Brizendine (dalam Rahmawaty, 2013) menyatakan hormon testosteron dan
progesteron diduga mampu mempengaruhi peningkatan agresifitas sehingga laki-laki
cenderung stabil ketika beraktivitas, sedangkan hormon estrogen diduga mempengaruhi
psikis dan perasaan perempuan pada kondisi tertentu. Kondisi-kondisi tertentu ini akan
berpengaruh secara psikis terhadap perilaku perempuan dalam menyelesaikan
permasalahan yang dihadapi maupun dalam menghadapi situasi sosial tertentu.
Dari pernyataan diatas nampak bahwa sensation seeking sangat dipengaruhi oleh
keadaan biologis dari individu. Didukung Zuckerman (dalam Grisnawati, 2006)sensation
seeking berkaitan dengan kondisi biologi pada individu, dimana kondisi biologis
mendorong kebutuhan individu untuk memperoleh sensasi dan variasi dalam hidupnya.

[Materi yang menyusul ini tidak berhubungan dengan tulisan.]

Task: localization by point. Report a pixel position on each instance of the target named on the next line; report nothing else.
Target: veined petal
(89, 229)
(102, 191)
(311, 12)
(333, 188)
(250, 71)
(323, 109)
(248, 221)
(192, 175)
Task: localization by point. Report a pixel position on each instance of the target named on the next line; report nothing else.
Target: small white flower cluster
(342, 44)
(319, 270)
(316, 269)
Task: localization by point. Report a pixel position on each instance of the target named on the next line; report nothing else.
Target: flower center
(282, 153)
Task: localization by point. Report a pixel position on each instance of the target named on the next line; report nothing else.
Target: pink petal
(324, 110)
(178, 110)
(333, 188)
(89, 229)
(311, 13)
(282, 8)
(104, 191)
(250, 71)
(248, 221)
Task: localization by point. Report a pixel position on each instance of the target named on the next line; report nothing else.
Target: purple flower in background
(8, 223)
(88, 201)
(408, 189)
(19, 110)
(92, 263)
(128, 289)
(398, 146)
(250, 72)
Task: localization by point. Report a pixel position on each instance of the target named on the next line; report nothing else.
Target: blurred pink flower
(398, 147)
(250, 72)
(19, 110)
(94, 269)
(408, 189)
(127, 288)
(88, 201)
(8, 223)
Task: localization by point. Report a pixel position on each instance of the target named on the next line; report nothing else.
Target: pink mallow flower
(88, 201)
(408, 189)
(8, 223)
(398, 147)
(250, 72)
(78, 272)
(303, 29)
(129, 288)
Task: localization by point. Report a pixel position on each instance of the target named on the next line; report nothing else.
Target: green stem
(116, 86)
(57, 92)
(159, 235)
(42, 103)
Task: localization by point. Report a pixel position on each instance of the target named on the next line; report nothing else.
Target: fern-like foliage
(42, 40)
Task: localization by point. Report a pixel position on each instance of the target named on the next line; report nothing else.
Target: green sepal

Dasar biologis ini akan dihubungkan dengan kuatnya refleksi terhadap stimulus dan
menguatnya respon terhadap stimulus tersebut. Hal ini terjadi diiringi tingginya hormon
seks (testosteron, esterogen, dan esterodial) dan adanya enzim yang merangsang hadirnya
kemampuan arousal (kemampuan pada seseorang untuk menyelesaikan sebuah aktivitas)
(Grisnawati, 2006). Hal ini lah yang sering diduga menjadi salah satu penyebab mengapa
laki-laki cenderung lebih sensation seeking daripada wanita. Karena laki-laki dalam hal
biologis memiliki hormon seks (testosteron,esterogen, dan esterodial) yang membuat
sensation seeking meningkat.
Selain faktor biologis terdapat pula faktor lain yang dapat mempengaruhi tingkat
sensation seeking. Antara lain adalah modelling. Modelling dapat mempengaruhi tipe dan
tingkatan stimuli yang dicari oleh individu. Zuckerman 1994 (dalam Amanta, 2009)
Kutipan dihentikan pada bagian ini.